Für Hinweise, Tipps, Vorschläge.... wäre ich sehr dankbar!


----------



## ms (27. Feb 2008)

Ich beschäftige mich auch erst seit kurzem mit JSF.
Ohne jetzt auf deinen Code näher einzugehen würde ich gleich zu einem Templateing-Framework wie Tiles oder Facelets raten. Wobei Facelets mehr als nur ein Templating-Framework ist.

ms


----------



## Niki (27. Feb 2008)

Danke für die schnelle Antwort!

Kannst du mir kurz erläutern was Tiles bzw Facelets sind, gibt es dafür irgendwelche Plugins für Eclipse?


----------



## ms (27. Feb 2008)

Grob gesagt: bei Tiles und Facelets wird jeweils ein Template erstellt welches z.B. die von dir gewünschten Bereiche definiert. Das ist das Grundgerüst.
Die eigentlichen Seiten beinhalten nur noch den Inhalt dieser Bereiche.

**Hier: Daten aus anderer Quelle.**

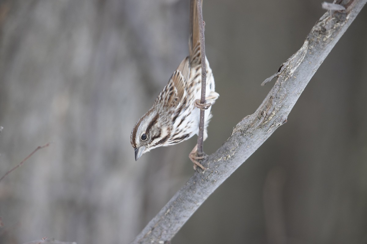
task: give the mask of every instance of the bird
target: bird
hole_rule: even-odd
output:
[[[202,5],[202,0],[201,0]],[[189,56],[174,72],[155,101],[153,106],[138,121],[131,131],[130,142],[135,160],[153,149],[174,145],[187,140],[199,132],[200,109],[205,113],[203,140],[208,137],[207,128],[212,117],[211,105],[219,97],[215,91],[211,69],[205,57],[207,81],[206,103],[200,103],[201,85],[201,61],[200,33],[196,0],[191,0],[189,17]],[[197,146],[189,157],[196,170],[204,167],[195,160]]]

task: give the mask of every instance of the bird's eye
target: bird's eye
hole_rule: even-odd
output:
[[[148,137],[146,136],[146,133],[143,133],[141,136],[140,136],[140,139],[141,139],[142,140],[146,140],[146,138]]]

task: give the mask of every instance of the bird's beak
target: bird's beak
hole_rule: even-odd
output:
[[[145,150],[145,147],[142,146],[137,148],[134,148],[134,150],[135,150],[135,161],[137,161],[144,153]]]

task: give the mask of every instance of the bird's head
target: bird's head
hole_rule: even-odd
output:
[[[161,128],[161,124],[159,114],[150,110],[135,124],[130,141],[135,151],[135,161],[144,153],[162,146],[167,131]]]

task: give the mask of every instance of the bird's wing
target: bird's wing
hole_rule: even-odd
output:
[[[157,98],[156,101],[162,103],[163,106],[175,108],[185,97],[190,75],[189,62],[188,57],[182,60]]]

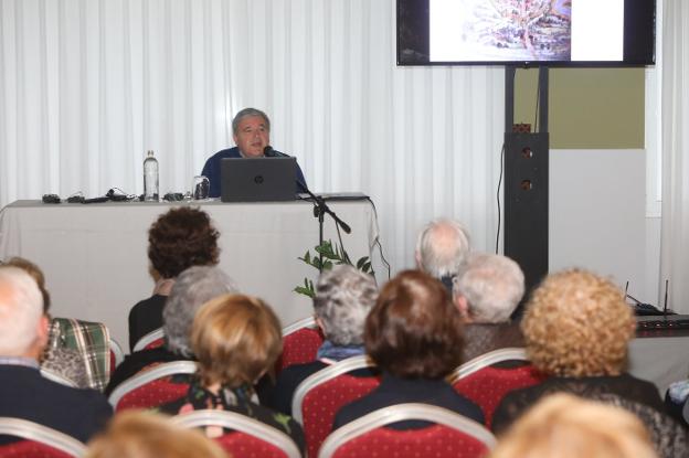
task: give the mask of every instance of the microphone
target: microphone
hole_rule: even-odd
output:
[[[272,146],[267,146],[263,149],[263,156],[266,158],[290,158],[289,155],[285,155],[284,152],[275,151]]]

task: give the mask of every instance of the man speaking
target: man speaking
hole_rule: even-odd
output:
[[[223,149],[211,156],[203,166],[202,175],[211,182],[210,198],[220,198],[220,162],[225,158],[262,158],[286,156],[271,148],[271,120],[256,108],[244,108],[232,119],[232,138],[236,147]],[[306,184],[301,168],[297,164],[297,181]]]

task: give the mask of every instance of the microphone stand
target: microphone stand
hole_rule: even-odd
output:
[[[271,146],[265,147],[263,150],[263,153],[266,157],[290,158],[289,155],[285,155],[284,152],[276,151]],[[297,187],[299,187],[305,193],[307,193],[314,200],[314,217],[318,219],[318,246],[322,246],[322,243],[324,243],[324,223],[325,223],[324,220],[325,220],[326,213],[332,217],[332,220],[335,221],[335,224],[341,227],[346,234],[351,233],[351,227],[349,227],[349,224],[340,220],[340,217],[337,214],[335,214],[332,210],[330,210],[330,207],[328,206],[328,204],[322,198],[319,198],[318,195],[314,194],[308,189],[306,183],[303,183],[301,181],[299,181],[299,179],[295,181],[297,183]],[[342,249],[344,249],[344,247],[342,247]],[[318,270],[322,271],[322,253],[318,254],[318,260],[319,260]]]
[[[330,210],[330,207],[328,206],[328,204],[322,198],[319,198],[318,195],[314,194],[306,187],[306,184],[301,183],[299,180],[297,180],[297,184],[299,185],[299,188],[301,188],[303,191],[305,191],[314,200],[314,216],[318,219],[318,246],[322,246],[322,243],[324,243],[324,235],[322,235],[324,215],[326,213],[328,213],[332,217],[332,220],[335,221],[335,224],[340,226],[342,231],[344,231],[346,234],[351,233],[351,227],[349,227],[349,224],[340,220],[340,217],[337,214],[335,214],[332,210]],[[342,247],[342,249],[344,249],[344,247]],[[318,270],[322,271],[322,253],[318,253],[318,259],[319,259]]]

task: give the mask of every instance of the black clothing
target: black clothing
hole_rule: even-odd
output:
[[[129,310],[129,351],[144,335],[162,328],[162,309],[167,296],[153,295]]]
[[[543,383],[508,393],[492,417],[492,430],[502,433],[517,417],[536,404],[541,397],[552,393],[570,393],[586,400],[617,395],[638,404],[647,405],[665,414],[658,388],[650,382],[623,373],[617,376],[558,377],[551,376]]]
[[[113,415],[103,394],[55,383],[34,368],[0,364],[0,416],[28,419],[83,443],[103,429]],[[0,444],[13,440],[0,437]]]
[[[380,408],[403,403],[422,403],[454,411],[475,422],[485,424],[480,407],[457,393],[444,380],[400,379],[383,373],[381,384],[368,395],[347,404],[335,415],[332,429],[353,422]],[[405,420],[390,425],[394,429],[413,429],[428,426],[427,422]]]

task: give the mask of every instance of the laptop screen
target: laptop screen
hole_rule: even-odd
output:
[[[296,158],[225,158],[220,163],[223,202],[294,201]]]

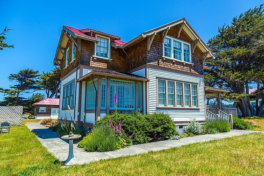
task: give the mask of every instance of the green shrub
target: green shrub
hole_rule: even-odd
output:
[[[188,136],[192,137],[192,136],[195,136],[195,135],[192,133],[188,133]]]
[[[191,119],[190,123],[183,127],[183,132],[186,133],[192,133],[195,134],[199,134],[202,132],[202,125],[196,121],[195,118]]]
[[[181,137],[181,136],[179,136],[179,135],[177,135],[177,134],[174,134],[170,137],[170,138],[169,138],[168,140],[177,140],[178,139],[179,139],[182,138]]]
[[[202,132],[202,134],[216,134],[219,133],[219,131],[216,128],[204,127]]]
[[[231,126],[229,122],[224,120],[214,120],[207,121],[204,126],[206,128],[215,129],[219,133],[230,131]]]
[[[113,129],[106,125],[94,127],[92,133],[78,143],[78,147],[88,152],[105,152],[117,149]]]
[[[167,114],[155,113],[143,115],[135,112],[131,114],[117,114],[106,115],[95,122],[95,126],[108,124],[110,119],[113,123],[122,121],[122,128],[128,135],[133,134],[131,138],[134,143],[147,143],[167,139],[169,137],[177,133],[174,122]]]
[[[245,126],[246,125],[247,128]],[[250,130],[254,129],[254,125],[252,123],[246,122],[243,119],[235,117],[233,118],[233,125],[234,128],[240,129]]]

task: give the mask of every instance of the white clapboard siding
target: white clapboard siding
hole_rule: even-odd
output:
[[[148,72],[149,92],[149,112],[161,112],[167,113],[175,121],[190,120],[190,118],[195,118],[197,120],[203,120],[205,119],[204,92],[203,78],[184,74],[163,70],[149,68]],[[170,79],[183,82],[187,82],[198,84],[199,106],[197,110],[159,110],[156,108],[157,93],[156,78]]]
[[[79,78],[80,77],[79,74],[80,70],[78,70],[77,74],[77,79]],[[68,75],[67,77],[64,79],[61,82],[61,95],[60,96],[60,108],[59,109],[59,118],[60,119],[62,118],[62,119],[64,119],[64,118],[66,118],[67,120],[71,120],[71,116],[70,114],[70,110],[62,110],[62,101],[63,101],[63,86],[65,84],[67,84],[69,82],[71,81],[72,80],[75,80],[76,78],[76,71],[72,73],[70,75]],[[76,90],[76,107],[78,107],[78,100],[79,98],[79,83],[78,83],[77,84],[77,87]],[[74,91],[75,92],[75,91]],[[77,120],[77,111],[78,110],[78,108],[76,108],[76,113],[75,114],[75,120]],[[73,115],[74,114],[74,112],[73,110],[70,110],[71,113],[72,114],[72,120],[74,120],[74,117]]]
[[[139,70],[137,71],[132,72],[131,73],[138,76],[145,77],[145,68],[142,68],[140,70]]]

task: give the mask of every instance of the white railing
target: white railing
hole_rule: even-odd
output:
[[[233,117],[237,117],[237,108],[223,108],[223,111],[229,114],[232,114]]]

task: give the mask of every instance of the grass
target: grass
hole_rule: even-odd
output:
[[[252,133],[62,168],[22,124],[0,135],[0,175],[262,175],[264,137]]]
[[[22,123],[39,123],[42,119],[22,119]]]
[[[254,129],[255,131],[264,131],[264,117],[248,117],[244,118],[248,120],[249,122],[257,123],[260,126],[260,127],[255,128]]]

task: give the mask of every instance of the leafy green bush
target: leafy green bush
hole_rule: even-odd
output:
[[[168,139],[168,140],[177,140],[182,138],[181,136],[177,134],[174,134],[170,137],[170,138]]]
[[[167,114],[155,113],[143,115],[134,113],[131,114],[115,113],[106,115],[97,121],[95,126],[107,124],[110,119],[116,124],[122,121],[122,129],[128,135],[133,134],[134,143],[147,143],[165,140],[177,134],[174,122]]]
[[[216,128],[204,127],[202,128],[202,134],[216,134],[219,133],[219,131]]]
[[[105,152],[117,149],[113,129],[106,125],[94,127],[92,133],[78,143],[78,147],[88,152]]]
[[[195,118],[191,119],[190,123],[183,127],[183,132],[186,133],[192,133],[195,134],[199,134],[202,132],[202,127]]]
[[[230,131],[231,125],[228,122],[220,120],[207,121],[204,128],[206,128],[215,129],[219,133]]]
[[[253,124],[245,121],[243,119],[235,117],[233,118],[233,125],[234,128],[240,129],[253,130],[254,129]],[[247,127],[245,125],[247,125]]]

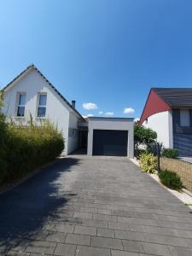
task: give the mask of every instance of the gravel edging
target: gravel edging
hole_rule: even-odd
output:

Ein Aufruf einer solchen Seite geht also nicht direkt auf diese Seite sondern ruft das Template auf welches diese Seite wiederum inkludiert.

Ist aber wirklich nur ganz grob angerissen.
Im Netz gibts genügend Tutorials.

Ich verwende die MyEclipseIDE welches beim Projekt erstellen (Facelets) ganz praktisch ist. Andere Plugins kenne ich nicht.

ms


----------



## maki (27. Feb 2008)

Ist zwar ein paar Jahre her das ich mit Tiles gearbeitet habe (noch zu struts 1.1 Zeiten), aber ein großer Vorteil von Tiles gegenüber den normalen jsp:includes ist, dass die Tiles Templates wiederverwendbarer sind, jsp:includes setzen immer einen best. Kontext (Beans die da sein müssen, etc.) vorraus, während Tiles diesen Kontext selbst auch managen kann.


----------